Menteri Perindustrian, Agus Gumiwang Kartasasmita, menyampaikan rasa prihatin yang mendalam atas musibah yang menimpa pabrik tersebut. Perhatian utama tertuju pada korban jiwa dan pekerja yang terluka akibat ledakan dan kebakaran hebat itu.
"Kami menyampaikan belasungkawa dan duka cita yang mendalam kepada keluarga korban yang meninggal dunia, serta mendoakan para pekerja yang mengalami luka-luka agar segera pulih," ujar Agus Gumiwang Kartasasmita.

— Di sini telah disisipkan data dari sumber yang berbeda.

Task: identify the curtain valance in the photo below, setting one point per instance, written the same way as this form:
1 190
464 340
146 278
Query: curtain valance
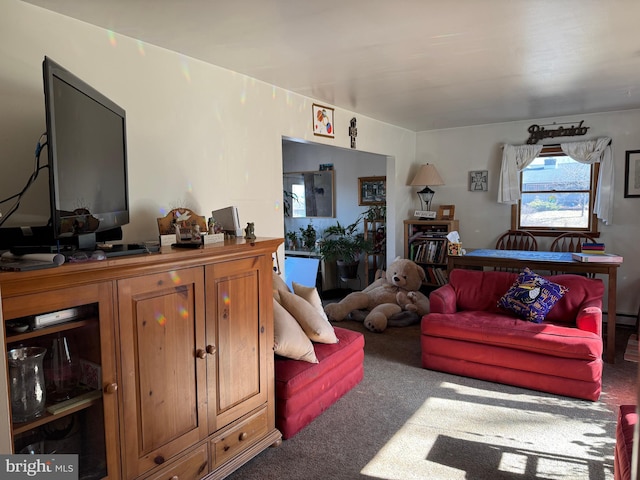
515 158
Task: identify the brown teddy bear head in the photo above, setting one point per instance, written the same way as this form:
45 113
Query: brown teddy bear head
405 274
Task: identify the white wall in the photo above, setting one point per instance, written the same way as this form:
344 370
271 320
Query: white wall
456 151
198 135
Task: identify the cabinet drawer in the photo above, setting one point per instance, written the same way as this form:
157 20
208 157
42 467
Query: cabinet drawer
192 466
238 437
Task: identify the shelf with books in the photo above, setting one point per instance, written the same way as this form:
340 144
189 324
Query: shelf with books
425 242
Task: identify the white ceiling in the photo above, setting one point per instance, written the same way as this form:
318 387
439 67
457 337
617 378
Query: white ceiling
418 64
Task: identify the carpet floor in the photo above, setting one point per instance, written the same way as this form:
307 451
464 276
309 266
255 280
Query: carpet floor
403 422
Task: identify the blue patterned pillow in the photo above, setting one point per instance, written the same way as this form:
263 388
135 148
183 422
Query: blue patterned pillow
532 296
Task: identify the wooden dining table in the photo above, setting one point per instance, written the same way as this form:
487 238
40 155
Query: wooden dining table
548 261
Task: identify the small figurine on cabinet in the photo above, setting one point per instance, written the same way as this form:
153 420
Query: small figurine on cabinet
249 231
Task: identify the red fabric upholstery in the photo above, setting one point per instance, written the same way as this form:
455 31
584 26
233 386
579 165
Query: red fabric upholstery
467 334
627 419
304 390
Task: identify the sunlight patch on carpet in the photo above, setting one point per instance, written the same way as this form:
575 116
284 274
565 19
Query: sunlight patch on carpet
463 432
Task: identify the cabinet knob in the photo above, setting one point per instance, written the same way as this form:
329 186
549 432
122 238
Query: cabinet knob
111 388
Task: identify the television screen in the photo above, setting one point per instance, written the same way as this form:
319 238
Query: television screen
86 136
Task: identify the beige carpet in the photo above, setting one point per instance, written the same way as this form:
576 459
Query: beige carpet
403 422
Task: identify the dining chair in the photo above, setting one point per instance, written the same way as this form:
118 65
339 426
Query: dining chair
517 240
571 242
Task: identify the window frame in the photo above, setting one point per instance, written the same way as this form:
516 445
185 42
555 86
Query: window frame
592 228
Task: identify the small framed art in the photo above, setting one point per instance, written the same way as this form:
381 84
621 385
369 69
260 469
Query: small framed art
479 181
323 121
632 174
446 212
373 190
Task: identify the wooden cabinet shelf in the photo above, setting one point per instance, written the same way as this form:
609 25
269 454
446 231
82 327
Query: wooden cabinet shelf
182 341
425 242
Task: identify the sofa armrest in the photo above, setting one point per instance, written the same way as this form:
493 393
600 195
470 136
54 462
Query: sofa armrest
590 318
443 300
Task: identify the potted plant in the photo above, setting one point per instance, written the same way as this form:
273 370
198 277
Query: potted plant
308 236
292 240
344 245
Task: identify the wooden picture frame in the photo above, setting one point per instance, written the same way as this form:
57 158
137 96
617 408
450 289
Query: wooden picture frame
479 180
446 212
323 125
372 191
632 174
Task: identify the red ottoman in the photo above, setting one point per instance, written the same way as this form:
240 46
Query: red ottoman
304 390
627 418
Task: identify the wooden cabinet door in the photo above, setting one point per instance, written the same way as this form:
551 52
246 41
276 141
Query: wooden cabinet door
161 325
237 332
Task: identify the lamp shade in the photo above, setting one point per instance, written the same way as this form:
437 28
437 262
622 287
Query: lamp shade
427 175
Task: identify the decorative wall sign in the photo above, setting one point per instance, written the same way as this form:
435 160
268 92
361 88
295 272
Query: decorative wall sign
538 132
632 174
479 180
373 190
323 121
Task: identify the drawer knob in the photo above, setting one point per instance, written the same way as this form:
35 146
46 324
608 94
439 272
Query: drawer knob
111 388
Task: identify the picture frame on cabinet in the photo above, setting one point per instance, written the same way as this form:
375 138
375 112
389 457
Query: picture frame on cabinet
478 180
446 212
372 191
323 121
632 174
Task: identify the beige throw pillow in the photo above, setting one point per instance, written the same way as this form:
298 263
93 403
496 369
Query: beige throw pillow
317 328
279 283
310 294
290 340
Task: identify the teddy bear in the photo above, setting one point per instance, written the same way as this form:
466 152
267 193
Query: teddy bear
394 299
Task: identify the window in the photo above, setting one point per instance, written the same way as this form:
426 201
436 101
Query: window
557 195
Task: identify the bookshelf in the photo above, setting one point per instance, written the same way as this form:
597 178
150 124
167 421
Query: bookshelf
375 230
425 242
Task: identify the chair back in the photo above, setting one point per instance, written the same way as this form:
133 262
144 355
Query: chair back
517 240
571 242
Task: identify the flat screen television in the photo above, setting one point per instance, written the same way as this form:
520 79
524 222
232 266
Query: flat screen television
87 156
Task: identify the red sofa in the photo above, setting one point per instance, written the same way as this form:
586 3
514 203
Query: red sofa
304 390
467 334
627 419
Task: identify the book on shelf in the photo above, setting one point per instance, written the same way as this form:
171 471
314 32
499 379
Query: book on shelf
597 257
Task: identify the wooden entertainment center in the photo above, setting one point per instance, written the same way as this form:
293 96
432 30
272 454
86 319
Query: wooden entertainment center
182 341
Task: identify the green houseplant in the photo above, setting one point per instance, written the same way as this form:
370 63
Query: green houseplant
344 245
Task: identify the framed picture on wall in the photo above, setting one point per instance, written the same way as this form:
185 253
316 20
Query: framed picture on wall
372 190
446 212
632 174
479 180
323 121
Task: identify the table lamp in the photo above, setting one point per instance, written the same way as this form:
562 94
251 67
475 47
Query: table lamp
427 175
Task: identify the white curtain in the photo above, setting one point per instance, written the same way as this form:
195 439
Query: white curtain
592 151
515 158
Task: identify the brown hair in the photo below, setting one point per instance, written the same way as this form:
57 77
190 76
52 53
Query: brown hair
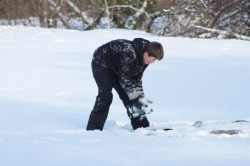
154 49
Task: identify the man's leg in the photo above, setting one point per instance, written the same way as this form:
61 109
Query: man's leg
136 122
100 111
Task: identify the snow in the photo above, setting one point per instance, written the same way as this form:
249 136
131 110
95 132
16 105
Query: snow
47 92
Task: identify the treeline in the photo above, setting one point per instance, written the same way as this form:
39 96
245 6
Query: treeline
189 18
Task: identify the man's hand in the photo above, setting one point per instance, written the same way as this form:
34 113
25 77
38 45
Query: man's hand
140 107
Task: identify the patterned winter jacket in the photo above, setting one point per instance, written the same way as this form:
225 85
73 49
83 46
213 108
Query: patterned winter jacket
125 59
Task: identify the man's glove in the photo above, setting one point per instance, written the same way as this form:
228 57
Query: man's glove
140 107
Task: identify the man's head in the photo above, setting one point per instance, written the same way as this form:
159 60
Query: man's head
153 51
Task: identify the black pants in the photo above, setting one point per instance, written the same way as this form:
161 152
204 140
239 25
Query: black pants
106 80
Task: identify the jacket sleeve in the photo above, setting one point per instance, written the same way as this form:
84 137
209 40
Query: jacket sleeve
130 76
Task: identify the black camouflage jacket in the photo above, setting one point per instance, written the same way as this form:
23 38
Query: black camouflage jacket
125 59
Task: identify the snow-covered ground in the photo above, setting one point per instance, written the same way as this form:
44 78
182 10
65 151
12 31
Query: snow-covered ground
47 92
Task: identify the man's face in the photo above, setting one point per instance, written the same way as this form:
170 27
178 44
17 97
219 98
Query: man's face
148 59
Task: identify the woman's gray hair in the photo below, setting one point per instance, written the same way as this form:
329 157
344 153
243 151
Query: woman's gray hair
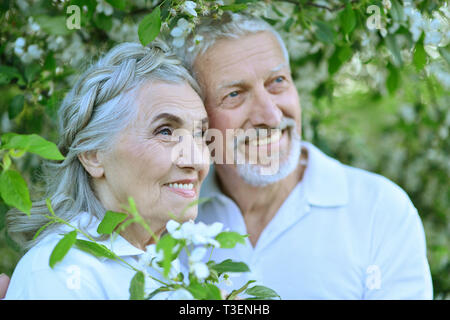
99 106
228 26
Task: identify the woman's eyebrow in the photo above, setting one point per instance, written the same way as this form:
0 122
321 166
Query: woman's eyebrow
169 117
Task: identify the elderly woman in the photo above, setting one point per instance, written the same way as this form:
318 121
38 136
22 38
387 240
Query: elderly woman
117 132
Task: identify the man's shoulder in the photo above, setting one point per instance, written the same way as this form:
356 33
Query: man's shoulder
376 192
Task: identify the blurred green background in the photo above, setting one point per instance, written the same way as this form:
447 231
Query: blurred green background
377 99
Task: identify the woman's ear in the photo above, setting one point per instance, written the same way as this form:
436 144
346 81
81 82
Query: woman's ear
92 163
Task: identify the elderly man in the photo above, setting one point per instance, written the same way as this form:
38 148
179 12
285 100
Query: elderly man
318 229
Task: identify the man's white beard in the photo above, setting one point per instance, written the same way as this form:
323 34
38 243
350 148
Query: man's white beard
253 173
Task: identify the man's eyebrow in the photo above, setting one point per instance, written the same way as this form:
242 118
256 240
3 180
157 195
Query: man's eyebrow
169 117
279 67
236 83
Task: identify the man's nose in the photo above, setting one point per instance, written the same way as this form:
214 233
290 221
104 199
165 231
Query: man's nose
264 111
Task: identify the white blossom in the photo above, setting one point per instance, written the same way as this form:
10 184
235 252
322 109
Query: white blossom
189 8
106 8
33 25
180 294
200 270
195 233
180 32
415 20
55 43
19 46
197 254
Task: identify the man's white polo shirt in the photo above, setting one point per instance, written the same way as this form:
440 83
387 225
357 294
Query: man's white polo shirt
342 233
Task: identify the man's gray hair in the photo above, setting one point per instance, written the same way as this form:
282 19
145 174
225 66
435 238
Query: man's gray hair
228 26
100 105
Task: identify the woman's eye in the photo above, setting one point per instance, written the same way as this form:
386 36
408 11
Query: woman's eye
165 132
233 94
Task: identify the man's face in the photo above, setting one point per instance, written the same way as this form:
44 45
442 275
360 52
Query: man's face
247 84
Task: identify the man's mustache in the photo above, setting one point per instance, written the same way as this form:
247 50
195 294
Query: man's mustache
259 132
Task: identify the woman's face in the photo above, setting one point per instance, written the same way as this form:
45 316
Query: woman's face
151 161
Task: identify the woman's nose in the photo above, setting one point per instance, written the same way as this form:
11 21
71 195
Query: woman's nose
193 153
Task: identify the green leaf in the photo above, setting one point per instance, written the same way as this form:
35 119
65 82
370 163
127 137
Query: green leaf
391 44
234 7
14 191
62 247
32 143
234 293
166 244
137 286
325 32
288 24
8 73
53 25
393 79
16 106
197 290
397 11
103 21
96 249
272 22
149 27
110 222
119 4
229 239
212 292
229 265
420 55
445 53
155 292
348 19
262 292
31 71
42 229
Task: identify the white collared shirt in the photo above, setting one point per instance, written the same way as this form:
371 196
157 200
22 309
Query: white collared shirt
342 233
79 275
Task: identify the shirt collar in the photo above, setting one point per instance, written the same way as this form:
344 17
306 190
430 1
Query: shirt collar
116 243
324 180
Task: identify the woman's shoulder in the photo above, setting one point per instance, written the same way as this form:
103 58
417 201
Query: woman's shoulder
70 278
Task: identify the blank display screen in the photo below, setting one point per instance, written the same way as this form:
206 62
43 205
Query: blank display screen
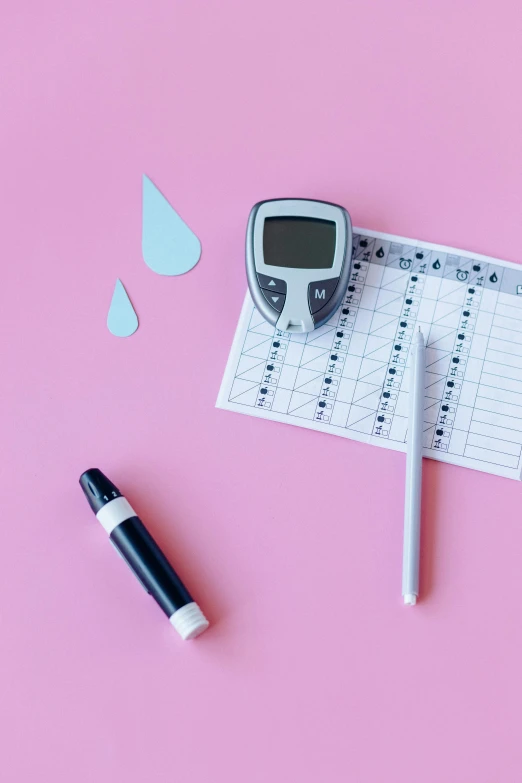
299 243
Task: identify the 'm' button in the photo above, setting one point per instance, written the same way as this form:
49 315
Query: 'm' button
320 293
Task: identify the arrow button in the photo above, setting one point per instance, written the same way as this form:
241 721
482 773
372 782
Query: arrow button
276 301
272 284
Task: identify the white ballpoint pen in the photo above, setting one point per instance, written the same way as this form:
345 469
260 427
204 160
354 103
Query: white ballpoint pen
412 500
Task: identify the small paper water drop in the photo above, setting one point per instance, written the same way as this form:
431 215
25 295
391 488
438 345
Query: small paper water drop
169 246
122 320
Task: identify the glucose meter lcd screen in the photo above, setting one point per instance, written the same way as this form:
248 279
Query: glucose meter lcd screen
299 243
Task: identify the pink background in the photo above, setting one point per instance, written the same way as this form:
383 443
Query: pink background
409 114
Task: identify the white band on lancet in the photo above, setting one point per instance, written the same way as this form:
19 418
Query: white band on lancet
115 512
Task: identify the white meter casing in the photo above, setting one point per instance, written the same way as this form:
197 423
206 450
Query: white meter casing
298 255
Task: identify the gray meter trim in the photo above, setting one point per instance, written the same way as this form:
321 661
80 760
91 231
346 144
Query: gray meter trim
295 315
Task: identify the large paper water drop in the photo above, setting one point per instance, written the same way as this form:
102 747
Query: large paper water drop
169 246
122 320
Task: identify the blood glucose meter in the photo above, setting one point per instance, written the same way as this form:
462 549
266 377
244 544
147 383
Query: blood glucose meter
298 255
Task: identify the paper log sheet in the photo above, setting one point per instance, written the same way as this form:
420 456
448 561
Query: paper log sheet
350 377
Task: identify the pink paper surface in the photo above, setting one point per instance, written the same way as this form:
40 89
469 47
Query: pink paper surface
407 113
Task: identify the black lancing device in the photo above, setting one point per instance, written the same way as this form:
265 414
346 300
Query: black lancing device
134 543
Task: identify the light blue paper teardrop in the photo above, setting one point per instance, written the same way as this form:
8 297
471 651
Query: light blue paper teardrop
122 320
169 246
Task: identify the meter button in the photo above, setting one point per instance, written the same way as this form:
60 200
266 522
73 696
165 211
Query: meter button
320 293
275 300
272 284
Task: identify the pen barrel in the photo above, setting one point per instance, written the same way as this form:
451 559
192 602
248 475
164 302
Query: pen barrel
412 500
136 545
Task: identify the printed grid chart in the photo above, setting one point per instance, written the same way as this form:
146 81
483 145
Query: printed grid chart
350 377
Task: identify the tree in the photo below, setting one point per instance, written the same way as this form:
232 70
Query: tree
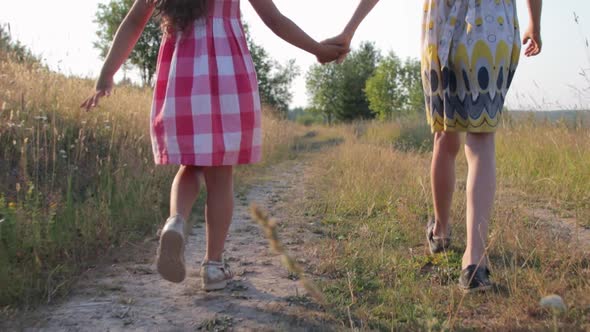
338 91
274 79
396 87
145 54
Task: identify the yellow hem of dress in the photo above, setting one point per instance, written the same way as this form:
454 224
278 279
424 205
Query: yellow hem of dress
483 125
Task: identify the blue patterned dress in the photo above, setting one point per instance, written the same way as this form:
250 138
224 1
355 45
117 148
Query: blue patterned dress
470 51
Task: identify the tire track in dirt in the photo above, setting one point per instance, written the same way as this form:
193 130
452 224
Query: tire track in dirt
130 295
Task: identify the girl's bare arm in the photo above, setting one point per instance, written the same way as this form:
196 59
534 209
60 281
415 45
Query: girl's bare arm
532 35
291 33
363 9
345 37
125 39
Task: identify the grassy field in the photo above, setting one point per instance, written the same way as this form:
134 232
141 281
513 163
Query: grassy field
76 185
372 197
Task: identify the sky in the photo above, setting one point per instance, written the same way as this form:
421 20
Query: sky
63 32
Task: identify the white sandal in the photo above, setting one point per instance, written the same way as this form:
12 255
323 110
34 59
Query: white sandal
215 275
170 258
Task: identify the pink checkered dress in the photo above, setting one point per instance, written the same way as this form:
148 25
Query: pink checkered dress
206 108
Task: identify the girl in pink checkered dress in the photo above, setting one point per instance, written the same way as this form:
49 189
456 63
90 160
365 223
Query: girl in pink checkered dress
206 111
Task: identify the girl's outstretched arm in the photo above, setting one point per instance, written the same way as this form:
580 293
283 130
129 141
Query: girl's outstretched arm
291 33
532 35
345 38
125 39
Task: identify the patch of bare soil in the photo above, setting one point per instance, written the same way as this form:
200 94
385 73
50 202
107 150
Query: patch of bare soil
130 295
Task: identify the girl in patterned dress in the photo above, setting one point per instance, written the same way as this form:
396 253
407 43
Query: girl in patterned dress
206 111
470 50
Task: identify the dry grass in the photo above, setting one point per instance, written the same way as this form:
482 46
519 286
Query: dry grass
75 185
374 201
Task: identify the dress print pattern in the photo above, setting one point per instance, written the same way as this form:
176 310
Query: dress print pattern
206 107
470 51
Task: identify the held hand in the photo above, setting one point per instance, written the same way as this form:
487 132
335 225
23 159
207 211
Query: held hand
103 88
328 53
532 37
341 40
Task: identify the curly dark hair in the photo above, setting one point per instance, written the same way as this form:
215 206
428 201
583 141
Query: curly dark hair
177 15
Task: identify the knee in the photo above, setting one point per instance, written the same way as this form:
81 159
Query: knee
190 170
476 142
447 143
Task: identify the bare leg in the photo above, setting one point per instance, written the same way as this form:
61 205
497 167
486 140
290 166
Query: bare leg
219 208
480 150
442 172
185 190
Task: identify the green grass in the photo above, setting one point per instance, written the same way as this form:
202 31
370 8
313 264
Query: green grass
373 198
75 185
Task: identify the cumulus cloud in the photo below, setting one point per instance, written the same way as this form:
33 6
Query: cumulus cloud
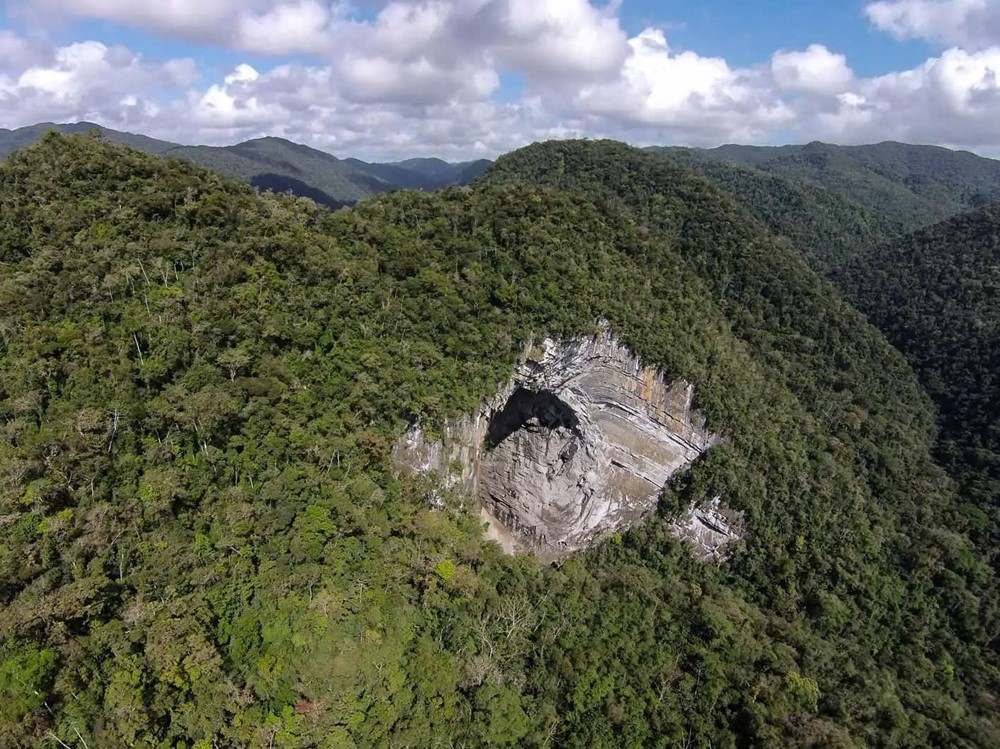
416 77
88 80
967 23
702 98
952 99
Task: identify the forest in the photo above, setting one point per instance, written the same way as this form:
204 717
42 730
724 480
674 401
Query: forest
205 543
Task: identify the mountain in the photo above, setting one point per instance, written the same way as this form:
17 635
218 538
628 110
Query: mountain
278 164
826 226
275 164
910 185
11 140
934 294
205 541
444 174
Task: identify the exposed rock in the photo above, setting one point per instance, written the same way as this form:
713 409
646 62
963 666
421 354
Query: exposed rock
577 445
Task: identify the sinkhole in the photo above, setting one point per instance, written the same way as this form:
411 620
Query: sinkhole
526 409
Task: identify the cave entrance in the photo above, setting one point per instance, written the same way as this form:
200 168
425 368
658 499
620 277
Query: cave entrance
526 409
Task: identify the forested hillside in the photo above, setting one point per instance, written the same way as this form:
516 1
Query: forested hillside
205 544
909 184
936 296
279 165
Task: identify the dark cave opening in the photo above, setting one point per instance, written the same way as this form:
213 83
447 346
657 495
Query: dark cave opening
526 409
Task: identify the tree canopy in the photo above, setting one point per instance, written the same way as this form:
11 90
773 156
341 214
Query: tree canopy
205 543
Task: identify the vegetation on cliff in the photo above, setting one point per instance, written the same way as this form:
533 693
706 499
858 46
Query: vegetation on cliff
936 296
204 542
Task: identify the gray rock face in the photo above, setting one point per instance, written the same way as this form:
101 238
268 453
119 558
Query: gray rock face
576 446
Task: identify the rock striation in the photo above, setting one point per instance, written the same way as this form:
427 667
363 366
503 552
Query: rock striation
578 444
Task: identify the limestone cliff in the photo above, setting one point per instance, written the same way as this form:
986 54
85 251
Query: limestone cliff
578 444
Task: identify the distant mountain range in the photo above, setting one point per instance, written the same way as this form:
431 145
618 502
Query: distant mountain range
832 201
281 165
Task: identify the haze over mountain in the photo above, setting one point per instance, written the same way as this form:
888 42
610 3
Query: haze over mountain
205 541
279 165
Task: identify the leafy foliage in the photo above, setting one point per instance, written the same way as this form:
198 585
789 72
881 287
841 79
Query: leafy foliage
934 294
204 542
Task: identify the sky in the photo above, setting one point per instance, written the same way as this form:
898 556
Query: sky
463 79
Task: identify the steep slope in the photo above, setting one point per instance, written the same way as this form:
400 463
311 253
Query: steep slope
828 227
11 140
278 165
912 185
936 296
444 174
204 540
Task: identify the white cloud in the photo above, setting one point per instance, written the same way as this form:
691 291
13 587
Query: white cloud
815 70
423 76
88 80
950 99
967 23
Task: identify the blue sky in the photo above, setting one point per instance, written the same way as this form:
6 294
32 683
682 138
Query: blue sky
466 78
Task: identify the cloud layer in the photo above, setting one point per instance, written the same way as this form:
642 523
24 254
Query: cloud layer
407 77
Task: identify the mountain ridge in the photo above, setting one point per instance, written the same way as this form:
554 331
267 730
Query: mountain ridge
274 163
200 388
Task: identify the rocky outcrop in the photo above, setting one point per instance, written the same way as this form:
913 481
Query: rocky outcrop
577 445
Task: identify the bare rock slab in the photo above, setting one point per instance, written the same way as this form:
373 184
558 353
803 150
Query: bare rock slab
579 444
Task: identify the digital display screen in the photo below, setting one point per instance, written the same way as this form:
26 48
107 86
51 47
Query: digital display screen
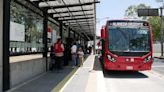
128 24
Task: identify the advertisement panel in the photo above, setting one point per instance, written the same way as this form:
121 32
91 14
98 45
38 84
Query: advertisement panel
17 32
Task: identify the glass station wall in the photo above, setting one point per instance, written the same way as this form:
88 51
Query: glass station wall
26 29
53 34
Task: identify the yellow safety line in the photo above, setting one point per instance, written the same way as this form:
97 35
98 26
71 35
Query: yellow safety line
60 87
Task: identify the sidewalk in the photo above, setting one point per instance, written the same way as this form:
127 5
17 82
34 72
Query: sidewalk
88 78
158 55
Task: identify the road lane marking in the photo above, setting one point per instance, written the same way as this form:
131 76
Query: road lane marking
157 74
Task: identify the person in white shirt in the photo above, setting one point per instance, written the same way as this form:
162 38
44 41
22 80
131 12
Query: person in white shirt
74 54
80 54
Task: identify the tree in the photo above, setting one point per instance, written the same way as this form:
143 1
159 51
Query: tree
154 21
131 12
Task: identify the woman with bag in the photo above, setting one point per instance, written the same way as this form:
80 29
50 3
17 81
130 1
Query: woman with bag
59 53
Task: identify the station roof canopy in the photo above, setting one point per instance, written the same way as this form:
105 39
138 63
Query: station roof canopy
80 15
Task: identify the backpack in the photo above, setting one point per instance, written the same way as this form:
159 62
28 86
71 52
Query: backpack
58 48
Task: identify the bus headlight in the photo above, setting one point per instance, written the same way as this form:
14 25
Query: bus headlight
147 59
111 58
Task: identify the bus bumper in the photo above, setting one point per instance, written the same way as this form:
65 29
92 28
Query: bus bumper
127 67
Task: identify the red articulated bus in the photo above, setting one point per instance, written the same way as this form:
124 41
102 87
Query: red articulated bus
127 45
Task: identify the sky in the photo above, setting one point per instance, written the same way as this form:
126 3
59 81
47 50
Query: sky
115 9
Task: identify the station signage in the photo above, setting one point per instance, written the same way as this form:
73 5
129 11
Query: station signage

Menteri Agus menegaskan bahwa keselamatan kerja harus menjadi prioritas utama yang tidak bisa dikompromikan dalam seluruh kegiatan operasional industri. Hal ini menjadi penekanan penting pasca-insiden di Semarang.
Lebih lanjut, Menteri Agus menyatakan bahwa kejadian ini harus menjadi pelajaran serius bagi seluruh sektor industri. "Kejadian ini menjadi alarm keras bagi sektor industri untuk terus memperketat implementasi standar Keselamatan dan Kesehatan Kerja (K3), khususnya pada penggunaan mesin-mesin industri dengan risiko atau tekanan tinggi," ujar Agus dalam keterangannya, Jumat (3/7/2026).
Dikutip dari informasi yang beredar, Kemenperin melalui Tim Wasdal akan memastikan bahwa standar K3 telah dipenuhi dan mengevaluasi potensi kelalaian yang mungkin memicu ledakan di fasilitas pengolahan herbal tersebut.